I am devastated that she’s gone & I’ll never see her again. I am finding the grief very hard to deal with also, it’s the loneliness that makes everything ten times worse.
I have no Family other than my Son and Daughter who are experiencing the difficulties of grief also so i have nobody to talk to about my feelings.
I am awaiting some counselling in the New Year although i have no idea how long I’m going to have to wait.
It’s a really strange feeling but even though I’m seven weeks on from her passing, it still doesn’t seem real to me & I’m still expecting her to come through the door from Work or Shopping. I feel like i have been robbed of my entire life, the sadness & feelings of helplessness is all consuming, i have no focus on the future & i just find myself drifting through each day just sat with my Wife’s ashes talking to her, crying & asking all the usual " Why " questions. I know it’s still early days for me & everything is still very raw but I’m not coping very well at all & really can’t see any point in anything anymore without my Anna. I am completely broken. We raised 2 wonderful children & have 2 gorgeous little Granddaughters who i absolutely adore & i managed to spend some time with them over the holidays.
I had a particularly rough time of it over Christmas & just about managed to get through Christmas day at my Daughter’s without having a full on breakdown but that wouldn’t have been fair on her & my Son in Law so i kept my mask up for their sake. As soon as i was home that evening i broke down & spent the next 24 hours a sobbing wreck. I hope you manage to start dealing with things better than i have been doing, we all have to manage with things in our own way & hopefully you have support from Family & Friends to shoulder some of your burden.
I wish you well going forward & hopefully you can start to see a light at the end of the tunnel sooner rather than later.
Love & Hugs xx
Derek
Hi @VillaBoy22,
I am truly sorry for the loss of your wife Anna. Come January it will be two years since my wife Christine died.
I completely understand all the feelings you describe, could have written them myself. It sounds to me that you are actually dealing with things perfectly normally, as well as can possibly be expected under these most terrible circumstances of loss. Quite frankly, you are managing to get through these horrendous early days. So what if you weep for hours, so what if you have a full on breakdown? You loved your wife deeply. Truly, how could your feelings at the moment be anything other than what they are? Those who have not experienced this type of loss can have any idea as to the strength that you are exhibiting just by simply getting through these days.
Be compassionate and forgiving to yourself, don’t expect too much of yourself. Maybe try to resist the pull to live up to the expectations of others as to how you should be coping or even how you think you ought to be coping.
This is an utterly horrendous time for you. Surviving, just getting by is enough.
Best wishes to you. Remember (when you can), that you are stronger than you think.
Simon x
@JerryH
Thank you for taking the time to write such kind & considerate words.
Sorry to hear that you lost your beautiful Christine also my friend.

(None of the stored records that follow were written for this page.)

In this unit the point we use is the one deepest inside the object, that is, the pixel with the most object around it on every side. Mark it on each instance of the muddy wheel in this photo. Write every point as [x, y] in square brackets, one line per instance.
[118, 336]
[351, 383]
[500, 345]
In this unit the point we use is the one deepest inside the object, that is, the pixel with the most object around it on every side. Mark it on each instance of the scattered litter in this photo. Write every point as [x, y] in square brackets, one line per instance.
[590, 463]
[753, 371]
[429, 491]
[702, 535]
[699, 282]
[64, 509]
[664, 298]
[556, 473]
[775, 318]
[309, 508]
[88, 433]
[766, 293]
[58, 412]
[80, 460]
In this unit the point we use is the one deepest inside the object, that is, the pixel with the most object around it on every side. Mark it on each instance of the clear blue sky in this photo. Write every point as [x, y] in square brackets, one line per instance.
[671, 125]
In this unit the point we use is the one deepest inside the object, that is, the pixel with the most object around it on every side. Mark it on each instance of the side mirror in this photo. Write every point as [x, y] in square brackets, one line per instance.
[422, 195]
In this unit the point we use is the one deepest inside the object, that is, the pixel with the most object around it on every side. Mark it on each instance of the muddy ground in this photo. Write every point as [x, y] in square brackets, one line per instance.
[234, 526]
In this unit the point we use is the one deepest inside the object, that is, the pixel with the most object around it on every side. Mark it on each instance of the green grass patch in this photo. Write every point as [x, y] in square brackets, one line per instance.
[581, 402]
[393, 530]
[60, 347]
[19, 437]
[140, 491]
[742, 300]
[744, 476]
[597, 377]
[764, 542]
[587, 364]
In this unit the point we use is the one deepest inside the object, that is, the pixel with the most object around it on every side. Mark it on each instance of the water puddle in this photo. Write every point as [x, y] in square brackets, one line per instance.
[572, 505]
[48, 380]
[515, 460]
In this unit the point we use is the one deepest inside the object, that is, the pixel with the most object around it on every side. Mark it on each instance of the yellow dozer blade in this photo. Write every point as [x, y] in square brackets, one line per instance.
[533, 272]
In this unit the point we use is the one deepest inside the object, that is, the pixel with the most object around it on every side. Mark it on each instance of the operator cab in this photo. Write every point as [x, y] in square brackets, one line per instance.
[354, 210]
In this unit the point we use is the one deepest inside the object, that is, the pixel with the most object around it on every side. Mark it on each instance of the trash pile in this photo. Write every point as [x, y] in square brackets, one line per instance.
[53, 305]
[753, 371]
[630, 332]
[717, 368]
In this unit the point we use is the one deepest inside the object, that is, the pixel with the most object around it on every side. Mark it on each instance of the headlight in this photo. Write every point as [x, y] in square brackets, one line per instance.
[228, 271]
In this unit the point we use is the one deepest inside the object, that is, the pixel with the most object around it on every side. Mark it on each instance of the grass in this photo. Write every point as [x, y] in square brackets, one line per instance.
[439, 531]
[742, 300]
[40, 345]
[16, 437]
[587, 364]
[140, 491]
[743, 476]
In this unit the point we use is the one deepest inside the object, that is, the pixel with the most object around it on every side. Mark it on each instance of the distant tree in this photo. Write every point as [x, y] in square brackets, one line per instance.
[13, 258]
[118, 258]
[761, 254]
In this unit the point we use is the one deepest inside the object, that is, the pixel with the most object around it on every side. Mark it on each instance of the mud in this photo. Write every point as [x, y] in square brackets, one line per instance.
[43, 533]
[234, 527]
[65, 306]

It is a truly Shitty world that we live in.
I will try to take on board all you have shared with me, after all we are all reliant on help & advice from others who have been in a similar position to us.
I don’t know what is classified as normal anymore as my life has been irreversibly changed by the loss of my Anna.
I can only take things hour by hour, day by day & hope that things improve as time progresses.
I wish you well my friend & Thank you once again for your positive thoughts & comments.